Le porte girevoli della vita non hanno mai voltato l’anta ad Albanese. Ma la strada per lui, uomo dai natali umili, è sempre stata in salita anche quando la buona sorte guardava fisso nei suoi occhi:
“Alla scuola di arte drammatica fui preso tra una rosa di cinquecento candidati. Ero felicissimo ma vivevo a Milano e non era facile mantenersi. Al secondo anno volevo lasciare per ragioni economiche. Proprio in quella fase di disperazione è nato il personaggio di Epifanio, con uno spostamento di ritmo e spina dorsale da drammatica a comica. Comincio così a guadagnare i primi soldi e da lì la mia carriera non si è più fermata”.

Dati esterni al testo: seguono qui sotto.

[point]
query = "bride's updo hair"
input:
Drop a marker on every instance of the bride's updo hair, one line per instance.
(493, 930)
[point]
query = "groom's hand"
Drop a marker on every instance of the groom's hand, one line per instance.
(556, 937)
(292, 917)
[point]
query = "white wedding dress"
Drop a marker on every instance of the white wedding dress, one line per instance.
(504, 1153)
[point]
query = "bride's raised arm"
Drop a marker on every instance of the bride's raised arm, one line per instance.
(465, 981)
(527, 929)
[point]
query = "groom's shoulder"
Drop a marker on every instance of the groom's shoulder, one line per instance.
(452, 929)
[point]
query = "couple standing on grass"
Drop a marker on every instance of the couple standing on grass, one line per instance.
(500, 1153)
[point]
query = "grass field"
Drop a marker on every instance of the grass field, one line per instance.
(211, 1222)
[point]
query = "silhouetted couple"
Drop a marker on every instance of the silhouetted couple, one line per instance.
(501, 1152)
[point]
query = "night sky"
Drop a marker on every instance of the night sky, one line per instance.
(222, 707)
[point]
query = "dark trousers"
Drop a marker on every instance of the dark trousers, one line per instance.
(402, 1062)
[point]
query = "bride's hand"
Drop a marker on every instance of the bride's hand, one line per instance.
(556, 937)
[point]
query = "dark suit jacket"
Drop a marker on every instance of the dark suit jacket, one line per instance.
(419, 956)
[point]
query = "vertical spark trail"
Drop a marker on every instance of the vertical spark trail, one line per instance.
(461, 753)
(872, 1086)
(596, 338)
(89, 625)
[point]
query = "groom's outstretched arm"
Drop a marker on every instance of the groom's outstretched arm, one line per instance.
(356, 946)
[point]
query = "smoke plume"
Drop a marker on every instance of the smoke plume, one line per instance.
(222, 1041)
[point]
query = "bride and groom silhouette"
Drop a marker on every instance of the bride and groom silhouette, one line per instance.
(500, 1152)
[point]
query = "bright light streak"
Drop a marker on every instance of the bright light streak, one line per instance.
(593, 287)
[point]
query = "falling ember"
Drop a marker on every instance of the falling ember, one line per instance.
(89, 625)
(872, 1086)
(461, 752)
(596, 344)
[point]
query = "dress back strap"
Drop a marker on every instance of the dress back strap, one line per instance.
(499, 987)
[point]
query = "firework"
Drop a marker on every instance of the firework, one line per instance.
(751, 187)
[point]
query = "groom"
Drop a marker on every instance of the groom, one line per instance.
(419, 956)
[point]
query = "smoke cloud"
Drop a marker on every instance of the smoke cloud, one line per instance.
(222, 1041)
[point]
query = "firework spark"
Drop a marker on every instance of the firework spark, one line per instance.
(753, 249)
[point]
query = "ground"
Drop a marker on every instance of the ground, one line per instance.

Albanese ha alle spalle inizi difficili che proprio questo definisce indimenticabili. Un cammino lastricato di costante studio e di un lavoro sul campo che molto spesso occupa per intero le sue giornate. A tal proposito sottolinea:
“Questa professione ha bisogno di un impegno totale. Io sono stato molto fortunato perché ho incrociato persone che avevano tante cose da insegnare, non like da esibire. Penso al direttore dell’accademia Riccardo Palazzi, solo per citarne uno. Guide autorevoli senza le quali non sarei quello che sono oggi”.
E oggi, Antonio Albanese, è un attore con trent’anni di robusta e prestigiosa carriera. Nel suo profilo curriculare ruoli comici e impegnati, drammatici, talvolta in un tale rapporto di contenimento reciproco da sembrare un corpo unico a più strati di pelle autoriale. A riguardo Albanese specifica:
“Prendo ispirazione dalla vita che mi circonda. Sono molto curioso e mi piace frequentare anche gli ambienti lontani da me, quelli più strambi e magari anche antipatici per “rubare” comportamenti e modi di essere. I miei personaggi sono nati tutti così”.
E di personaggi ne ha dati alla luce davvero tanti e di successo. Da Alex Drastico a Cetto La Qualunque; da Pier Piero a Frengo al Ministro della Paura. Una miscellanea di umanità con la quale ha fermato il tempo nel momento della intuizione:
“Sono maschere che raccontano spaccati reali di esistenza. Un attore ha bisogno di maschere, anche se poi deve essere consapevole che con il passare del tempo anche la sua maschera può cambiare. Parlo di un cambiamento fisico che riguarda corpo e volto, in virtù del quale può risultare meno adatto a immedesimarsi in determinati personaggi”.
Albanese ha un grande amore per il teatro. Il suo autore di riferimento è Karl Valentin, commediografo tedesco scomparso nella prima metà del Novecento, il cui monologo sull’acquario contenuto nella raccolta TingelTangel “mi ha segnato nel profondo”.
Sul piano più generale della scrittura ha invece letto e riletto i testi di Simenon, per il quale ammette di essere pazzo di stima. Rivolgendosi ai giffoner afferma:
“I grandi maestri ci aiutano a crescere, a migliorare, a tirare fuori il meglio di noi. In generale il rapporto con gli altri è fondamentale e un artista non deve mai mettere le distanze dalla vita reale. Allo stesso tempo, però non fatevi mai influenzare negativamente dal giudizio di chi vi sta intorno. Credete fino in fondo nei vostri sogni e inseguiteli senza perdere tempo e senza mollare“.
Nella Sala Verde della Multimedia Valley entra il fondatore di Giffoni, Claudio Gubitosi. L’abbraccio con l’artista italiano è pieno di affetto e amicizia e Albanese dice:
“Voi giffoner avete il privilegio di vivere un festival bellissimo in un posto bellissimo. Io giro l’Italia e non è facile trovare uno spazio come questo. Qui c’è un’atmosfera unica. Si respira cultura. E la cultura è sacra perché fa conoscere e riflettere, dà la forza di vivere e convivere con gli altri restituendo centralità al pensiero e al silenzio dell’ascolto”.
Sul concetto Albanese insiste:
“La cultura proprio per questa ragione ha il potere di far splendere e salvare l’uomo”.
Tutti i ragazzi della sezione più diciotto si alzano in piedi. Le mani si prendono a piacevoli ceffoni una con l’altra. Applausi a scena aperta. Standing ovation.